Actuellement, nous consommons entre quarante et soixante espèces végétales différentes, dont certaines sont importées. Dans la zone test, nous disposons de plus de 1 000 espèces, et plusieurs milliers à l’échelle de tous nos projets, en climat tempéré. C’est énorme. La cuisine à laquelle nous sommes habitués depuis des milliers d’années est la cuisine de la déforestation et nous essayons de proposer une culture de la reforestation. En vous nourrissant de ces forêts, vous non seulement vous nourrirez, mais bénéficierez également de tous les services environnementaux associés : stockage de carbone, retour de la biodiversité, protection du climat, etc.

« Essayer de réparer les choses qui ont été endommagées »Photo fournie par l’association Forêt gourmande.

Quelles recherches mène votre association Forêt gourmande ?
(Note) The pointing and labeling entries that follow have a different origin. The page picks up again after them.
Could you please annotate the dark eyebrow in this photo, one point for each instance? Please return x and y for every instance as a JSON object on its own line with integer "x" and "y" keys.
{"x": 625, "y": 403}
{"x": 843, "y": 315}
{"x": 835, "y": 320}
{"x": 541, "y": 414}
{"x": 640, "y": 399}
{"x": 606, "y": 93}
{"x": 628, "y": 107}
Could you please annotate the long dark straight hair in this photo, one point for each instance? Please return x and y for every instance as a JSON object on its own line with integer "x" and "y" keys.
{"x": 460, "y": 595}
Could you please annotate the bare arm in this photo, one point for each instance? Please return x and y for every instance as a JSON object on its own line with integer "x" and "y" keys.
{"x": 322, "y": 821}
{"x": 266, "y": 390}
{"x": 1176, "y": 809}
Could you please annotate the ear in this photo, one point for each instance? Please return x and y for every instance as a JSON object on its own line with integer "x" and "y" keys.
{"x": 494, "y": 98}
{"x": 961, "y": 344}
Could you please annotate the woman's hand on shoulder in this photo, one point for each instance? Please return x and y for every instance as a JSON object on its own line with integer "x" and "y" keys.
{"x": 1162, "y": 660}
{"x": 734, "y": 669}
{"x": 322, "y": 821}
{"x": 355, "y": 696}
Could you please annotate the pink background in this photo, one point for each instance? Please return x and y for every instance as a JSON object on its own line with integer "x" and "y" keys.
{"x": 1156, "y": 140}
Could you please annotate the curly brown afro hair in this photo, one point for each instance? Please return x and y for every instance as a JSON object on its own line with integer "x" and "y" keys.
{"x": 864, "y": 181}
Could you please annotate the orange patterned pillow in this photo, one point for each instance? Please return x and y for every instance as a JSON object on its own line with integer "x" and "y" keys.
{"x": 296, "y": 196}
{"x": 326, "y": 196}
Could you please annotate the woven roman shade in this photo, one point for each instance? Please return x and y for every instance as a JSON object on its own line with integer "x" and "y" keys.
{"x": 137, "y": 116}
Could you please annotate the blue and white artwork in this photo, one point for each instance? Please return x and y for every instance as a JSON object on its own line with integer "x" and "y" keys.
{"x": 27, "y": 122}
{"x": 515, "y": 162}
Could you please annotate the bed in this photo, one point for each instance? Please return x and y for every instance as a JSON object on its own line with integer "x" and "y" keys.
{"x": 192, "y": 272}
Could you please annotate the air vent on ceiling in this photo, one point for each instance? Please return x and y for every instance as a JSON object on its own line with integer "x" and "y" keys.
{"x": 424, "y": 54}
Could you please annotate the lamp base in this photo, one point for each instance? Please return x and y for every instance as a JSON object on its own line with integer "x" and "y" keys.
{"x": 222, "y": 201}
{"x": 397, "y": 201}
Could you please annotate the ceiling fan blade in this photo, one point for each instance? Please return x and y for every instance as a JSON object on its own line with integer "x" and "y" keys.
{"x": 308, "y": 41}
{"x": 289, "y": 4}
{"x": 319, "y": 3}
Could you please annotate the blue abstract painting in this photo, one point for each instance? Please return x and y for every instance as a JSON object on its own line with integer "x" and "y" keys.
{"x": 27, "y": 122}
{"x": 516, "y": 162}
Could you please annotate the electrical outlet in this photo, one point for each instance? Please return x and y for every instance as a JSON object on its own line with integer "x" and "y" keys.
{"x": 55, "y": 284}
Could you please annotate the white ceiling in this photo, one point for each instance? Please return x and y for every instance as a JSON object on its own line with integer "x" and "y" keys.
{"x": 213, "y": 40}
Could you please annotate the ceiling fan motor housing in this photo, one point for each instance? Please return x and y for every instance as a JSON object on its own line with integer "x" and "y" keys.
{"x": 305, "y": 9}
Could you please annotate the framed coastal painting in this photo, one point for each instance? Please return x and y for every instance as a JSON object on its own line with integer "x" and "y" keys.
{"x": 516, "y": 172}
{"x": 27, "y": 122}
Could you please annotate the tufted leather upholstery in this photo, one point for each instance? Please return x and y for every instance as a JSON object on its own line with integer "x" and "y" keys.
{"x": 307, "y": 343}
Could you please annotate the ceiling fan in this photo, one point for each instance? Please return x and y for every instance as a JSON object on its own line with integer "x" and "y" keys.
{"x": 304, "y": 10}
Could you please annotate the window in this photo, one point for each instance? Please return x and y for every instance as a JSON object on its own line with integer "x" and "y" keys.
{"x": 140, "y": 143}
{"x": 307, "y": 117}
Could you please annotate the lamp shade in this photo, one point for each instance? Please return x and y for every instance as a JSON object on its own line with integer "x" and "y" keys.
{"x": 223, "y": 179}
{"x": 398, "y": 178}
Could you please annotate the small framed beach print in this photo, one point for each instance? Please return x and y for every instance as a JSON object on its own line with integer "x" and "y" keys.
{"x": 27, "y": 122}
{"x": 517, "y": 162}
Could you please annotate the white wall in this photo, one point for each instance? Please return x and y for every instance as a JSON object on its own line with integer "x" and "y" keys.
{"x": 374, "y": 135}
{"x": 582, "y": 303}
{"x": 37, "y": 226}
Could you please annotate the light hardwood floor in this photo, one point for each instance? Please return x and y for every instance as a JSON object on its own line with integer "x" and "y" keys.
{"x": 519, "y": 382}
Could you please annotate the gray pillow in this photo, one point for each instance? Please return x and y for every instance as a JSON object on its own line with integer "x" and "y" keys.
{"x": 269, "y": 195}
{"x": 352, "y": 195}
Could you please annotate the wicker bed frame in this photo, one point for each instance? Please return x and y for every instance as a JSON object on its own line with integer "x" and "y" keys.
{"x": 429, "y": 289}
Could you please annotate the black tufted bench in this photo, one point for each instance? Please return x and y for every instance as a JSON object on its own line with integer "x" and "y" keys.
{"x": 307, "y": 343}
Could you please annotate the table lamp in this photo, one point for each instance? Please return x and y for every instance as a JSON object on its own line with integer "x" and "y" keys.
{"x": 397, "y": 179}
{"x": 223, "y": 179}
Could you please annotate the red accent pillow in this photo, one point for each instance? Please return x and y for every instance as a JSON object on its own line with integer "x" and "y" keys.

C’est un projet assez structuré en termes de développement/recherche. Il se passe beaucoup de choses. Il y a vraiment la question de l’adaptation du territoire, avec des plantes adaptées au scénario climatique où que l’on soit, partout où sont plantées ces forêts à manger. Nous menons également des travaux de recherche avec EDF et Inrae sur les nouvelles ressources alimentaires, sur leur capacité à stocker massivement du carbone par exemple. Recherches sur l’assainissement des sols, etc. Nous sommes très sollicités, c’est passionnant, mais nous ne pouvons pas répondre à tout. L’idée est vraiment de continuer à expérimenter, de montrer que ça marche, de développer des projets dans la région. Jardins forestiers agricoles collectifs, participatifs, viviers scientifiques et environnementaux. Et de le faire toujours de manière un peu artisanale et familiale. Cet ADN est là depuis le début et je ne pense pas que nous le changerons.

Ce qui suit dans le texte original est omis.